With its moral dilemma of a fulcrum and its motif of a marriage tested by the duty and distance of a soldiering husband, Tobias Lindholm’s A War bears all the markings of a topical, made-for-television melodrama. Yet with his lean, deliberate narrative and aesthetic choices, Lindholm has stripped the story down to its most powerful essence.
A War tells the story of Danish military man Claus Pederson (Pilou Asbæk) and his wife, Maria (Tuva Novotny). He is the leader of a group of Danish troops at a forward operating base in the Afghan countryside; she is the mother to three children, the eldest of whom is increasingly acting out at school the longer his father is away. Though they are separated by thousands of miles, Lindholm tracks their stories as parallels, giving each equal weight and screen time and linking them via the sporadic, brief, garbled phone calls they are able to manage. Until, that is, a chain of events among Claus’ unit alters things drastically for both spouses.

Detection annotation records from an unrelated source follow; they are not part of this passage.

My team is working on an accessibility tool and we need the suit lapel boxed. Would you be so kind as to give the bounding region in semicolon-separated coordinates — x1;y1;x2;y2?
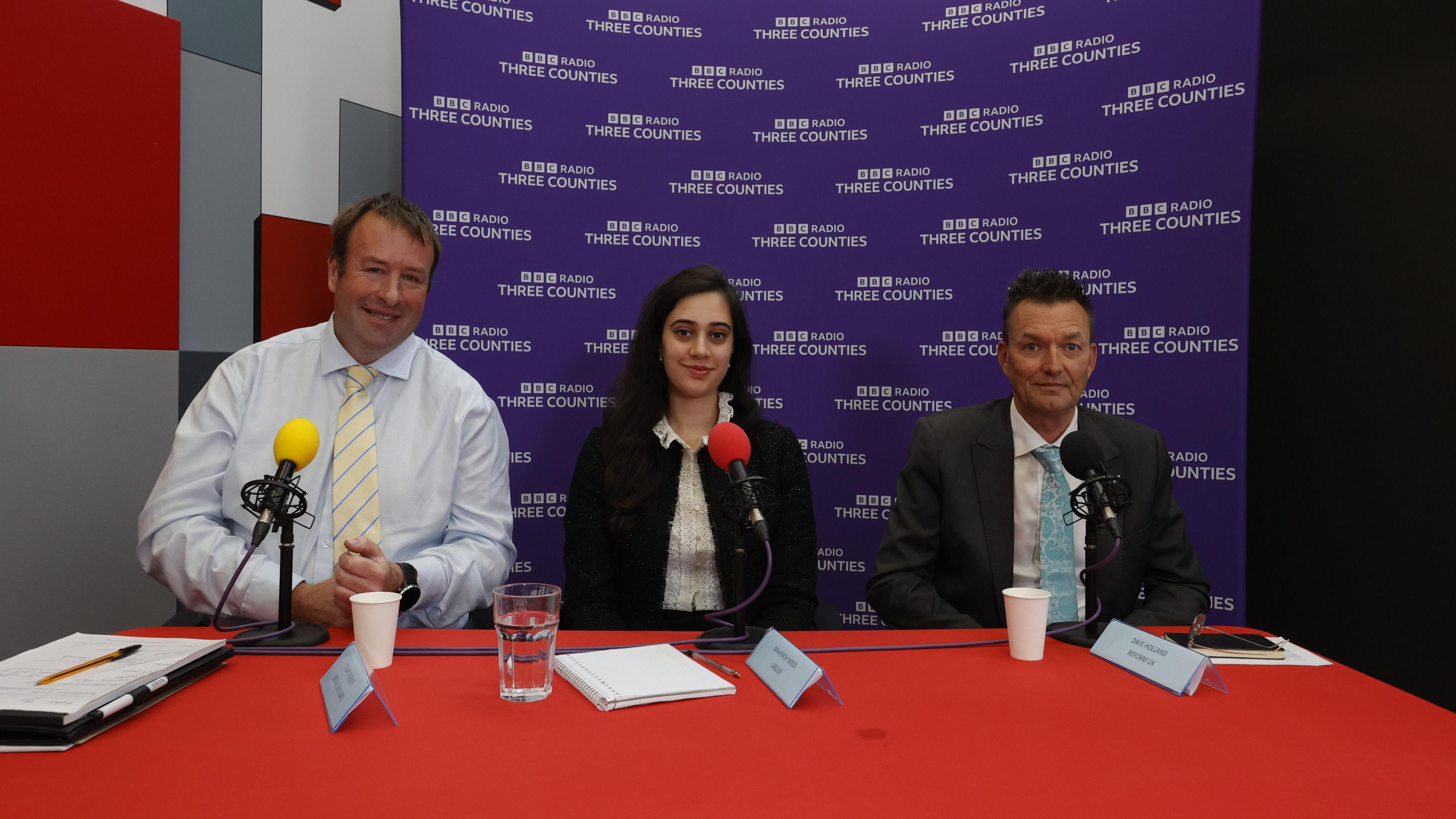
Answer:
971;401;1015;621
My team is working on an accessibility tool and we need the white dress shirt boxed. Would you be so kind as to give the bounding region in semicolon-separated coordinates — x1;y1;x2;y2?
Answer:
1010;399;1087;619
652;392;733;612
137;316;515;628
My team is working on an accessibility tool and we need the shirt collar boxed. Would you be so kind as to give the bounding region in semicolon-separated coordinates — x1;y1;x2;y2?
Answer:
319;315;424;380
652;392;733;450
1009;398;1082;458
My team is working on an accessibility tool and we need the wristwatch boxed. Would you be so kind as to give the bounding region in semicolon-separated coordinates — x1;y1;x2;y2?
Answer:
399;563;419;612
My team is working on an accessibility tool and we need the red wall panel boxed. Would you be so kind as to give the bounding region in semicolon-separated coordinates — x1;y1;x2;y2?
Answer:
0;0;182;350
253;214;333;341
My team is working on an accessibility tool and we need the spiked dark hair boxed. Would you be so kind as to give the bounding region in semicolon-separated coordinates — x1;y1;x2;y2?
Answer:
1002;267;1095;344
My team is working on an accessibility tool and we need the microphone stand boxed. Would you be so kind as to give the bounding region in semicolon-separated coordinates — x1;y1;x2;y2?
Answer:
697;532;766;651
234;481;329;648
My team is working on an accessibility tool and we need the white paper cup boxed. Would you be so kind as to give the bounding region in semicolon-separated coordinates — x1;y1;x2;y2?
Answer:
350;592;402;669
1002;589;1051;660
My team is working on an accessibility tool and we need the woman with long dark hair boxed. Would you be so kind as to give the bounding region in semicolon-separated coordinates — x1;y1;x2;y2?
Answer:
560;265;818;631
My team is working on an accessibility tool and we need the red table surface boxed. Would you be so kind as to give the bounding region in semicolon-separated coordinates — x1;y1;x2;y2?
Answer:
0;628;1456;817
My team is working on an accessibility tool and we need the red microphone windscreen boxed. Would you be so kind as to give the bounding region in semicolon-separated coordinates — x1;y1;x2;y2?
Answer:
708;421;753;471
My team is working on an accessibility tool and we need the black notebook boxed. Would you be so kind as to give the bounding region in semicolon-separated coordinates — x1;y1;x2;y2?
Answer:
1163;631;1284;660
0;634;233;750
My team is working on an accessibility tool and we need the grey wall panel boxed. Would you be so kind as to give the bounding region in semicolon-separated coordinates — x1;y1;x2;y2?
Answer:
168;0;264;74
179;51;262;353
339;99;405;210
0;347;177;657
177;350;232;420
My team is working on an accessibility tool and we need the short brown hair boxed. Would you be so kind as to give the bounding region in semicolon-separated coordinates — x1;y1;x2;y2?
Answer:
1002;267;1094;344
329;192;440;289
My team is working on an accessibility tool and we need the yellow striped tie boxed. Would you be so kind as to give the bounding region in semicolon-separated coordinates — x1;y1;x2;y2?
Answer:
333;364;384;563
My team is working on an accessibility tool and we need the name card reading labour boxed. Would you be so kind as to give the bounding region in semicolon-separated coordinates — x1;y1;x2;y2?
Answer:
319;643;399;733
748;628;844;708
1092;619;1229;697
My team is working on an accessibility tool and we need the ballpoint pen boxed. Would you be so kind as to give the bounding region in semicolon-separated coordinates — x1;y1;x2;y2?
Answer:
36;643;141;685
689;651;742;678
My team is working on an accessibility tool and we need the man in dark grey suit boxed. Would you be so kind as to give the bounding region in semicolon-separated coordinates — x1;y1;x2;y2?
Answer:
865;270;1208;628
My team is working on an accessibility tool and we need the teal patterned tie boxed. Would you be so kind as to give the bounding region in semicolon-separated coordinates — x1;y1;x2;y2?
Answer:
1031;443;1078;622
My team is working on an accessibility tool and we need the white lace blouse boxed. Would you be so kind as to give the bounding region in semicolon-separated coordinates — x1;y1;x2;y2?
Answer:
652;392;733;612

Asbæk and Novotny serve the material well as the film’s twin anchors. She gives us a capable and pragmatic mother and wife who nonetheless is showing the strains of bearing her load mostly alone. He, who looks something like a cross between Joshua Jackson and Michael Shannon, brings the same malleability of those two actors, showing us in Claus enough of a confident hero that it pains us when we must consider that he might be otherwise. The only weak link is the late-emerging character of the antagonistic government official. The actor in that case is a bit too keen to play her as a straight-up villain.
As a work of art that exists in the fourth dimension, a film is particularly well-suited to be a document of process. Whether it’s a patrol to a dangerous village or the scheduling of a parent-teacher conference, Lindholm refuses to coddle or titillate us by cutting to the juicy bits. The resulting scenes are therefore imbued with the tension of not knowing when or how the expected next step will transpire. We also get the impression, erroneous or not, that Lindholm is being forthright with us.
While avoiding stylistic flourishes, Lindholm and cinematographer Magnus Nordenhof Jønck produce clear and striking images. The color palette remains organic to the settings and the ample framing allows for the maximum relay of information with an economy of time. A War’s only visual trick is to repeatedly highlight the pressure bearing down on the characters by cropping out their headspace with windows or the low ceilings of a bunker, like nature’s own letterboxing.
A War shows us how a bad decision tends to lead to more bad decisions. More than that, though, it’s about how such decisions are often based on our valuing the lives and interests of others on a sliding scale. Perhaps, without thinking, we’ve placed more importance on the people in our proximity than on those we can’t see. Or, conversely, perhaps those right in front of us subconsciously mean less because their customs and language are not our own. These are queasy but vital questions to ponder and Lindholm does so with remarkable sobriety and potency.